The two trade groups have proposed specific regulatory changes they would like to see adopted, including several they said are needed due to the pandemic. The following is a selection of the recommendations that the trade groups have submitted to congressional leaders and the White House.

CUNA

CUNA officials said they are concerned that due to the pandemic, the NCUA’s Share Insurance Fund equity ratio could drop below 1.30% and that the agency board might try to assess credit unions a premium charge. When the equity ratio dips below 1.20%, the agency is required to develop a restoration plan.

“We urge the NCUA to forebear on any assessments, consistent with the forbearance toward distressed members the agency has urged credit unions to embrace,” Nussle wrote in his letter to Biden.

Nussle also said that credit unions are increasingly making investments in zero- and low-risk assets and he told Biden that CUNA has asked the agency to exclude such investments from a credit union’s net-worth ratio. He noted that other banking regulators already have taken that step.

Nussle said the NCUA also should follow the lead of banking regulators and issue an interim final rule to provide temporary relief to credit unions for regulatory compliance based on asset thresholds. He said that CUNA strongly supports an interim final rule that allows credit unions to use their 2019 asset size for regulatory requirements through the end of 2021.

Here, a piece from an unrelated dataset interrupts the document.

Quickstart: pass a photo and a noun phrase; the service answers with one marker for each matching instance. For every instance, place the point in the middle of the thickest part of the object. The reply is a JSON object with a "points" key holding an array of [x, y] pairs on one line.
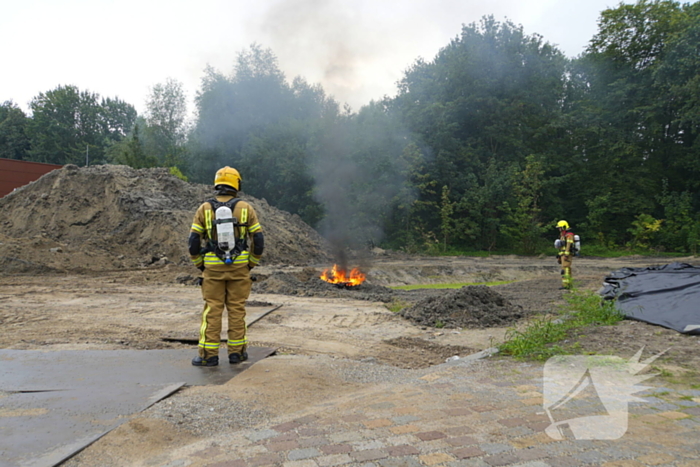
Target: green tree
{"points": [[130, 151], [523, 223], [14, 142], [166, 113], [67, 123]]}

The NCUA also should consider an interim final rule that would eliminate the requirement that a borrower be a member of a credit union for at least one month before they are eligible to receive a loan modeled after the agency’s Payday Alternative Loan Program I, Nussle said. “This change would ensure credit unions have the flexibility necessary to meet the emergency credit needs of new credit union members,” Nussle wrote.

When it comes to the CFPB, Nussle applauded the regulatory flexibility the agency has offered throughout the pandemic but called on the agency to provide even more during the pandemic and after.

However, Uejio already has announced that the CFPB intends to roll back some of the regulatory flexibility that the Trump Administration had given financial institutions.

NAFCU

NAFCU officials have endorsed some of the same proposals as CUNA has, but has offered the administration and Congress several others.

In a letter to congressional leaders, NAFCU Vice President of Legislative Affairs Brad Thaler said that in an effort to provide small businesses with the most options for capital, Congress should consider excluding business loans made in response to the pandemic from the credit union member business loan cap.

Thaler said that Congress also should consider legislation that would allow all credit unions to add underserved areas to their fields of membership. “Allowing all credit unions to add underserved areas will open the door to more lenders being able to help those in rural and underserved markets,” he told lawmakers. He added that the proposal has bipartisan support on the NCUA board and has had bipartisan support in past Congresses.

NAFCU also endorsed a proposal to make permanent the changes to the Central Liquidity Facility that Congress put in place as a result of the pandemic, saying that the CLF changes are important tools that expires at the end of 2021.

The NCUA should be the sole regulatory for credit unions, NAFCU officials said, arguing that Congress should remove the CFPB’s examination and enforcement powers over credit unions. In addition, the trade group said, the CFPB should be concerted into a bipartisan board structure rather than the single-director structure that now exists.